Après le décès de Sergio Marchionne, Mike Manley avait été désigné pour prendre la tête du groupe Fiat Chrysler Automobiles et mener à bien le plan stratégique 2022, qui vise notamment un doublement du bénéfice d’exploitation et le déploiement d’une offre de véhicules électrifiés. Après deux mois de réflexion et d’échanges, Mike Manley vient de nommer sa garde rapprochée.

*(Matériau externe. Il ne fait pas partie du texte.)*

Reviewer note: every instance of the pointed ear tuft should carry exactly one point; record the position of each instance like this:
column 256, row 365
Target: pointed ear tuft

Pietro Gorlier, un italien promu à la tête de la zone EMEA


Une liste de top managers qui était très attendue, principalement du côté italien où certains craignaient une trop forte « américanisation » de la direction en Europe et à Turin. Ils sont rassurés car Mike Manley a promu à la tête des activités européennes (zone EMEA comprenant Mopar, sauf l’unité Mopar Amérique-du-Nord confiée à Steve Beahm) une valeur sûre, en la personne de Pietro Gorlier, jusqu’à présent directeur d'exploitation de la division composants de FCA, incluant Magneti Marelli. Rappelons qu’Alfredo Altavilla avait démissionné en juillet de ce poste quelques jours après la nomination de Mike Manley à la tête de FCA.

Par ailleurs Pietro Gorlier est remplacé par Ermanno Ferrari, qui dirigeait auparavant la division éclairage de Magneti Marelli. Si l’Europe n’est pas la priorité du groupe, les deux hommes auront un rôle névralgique, notamment dans la vente programmée de Magneti Marelli, dont Mike Manley espère tirer une somme importante.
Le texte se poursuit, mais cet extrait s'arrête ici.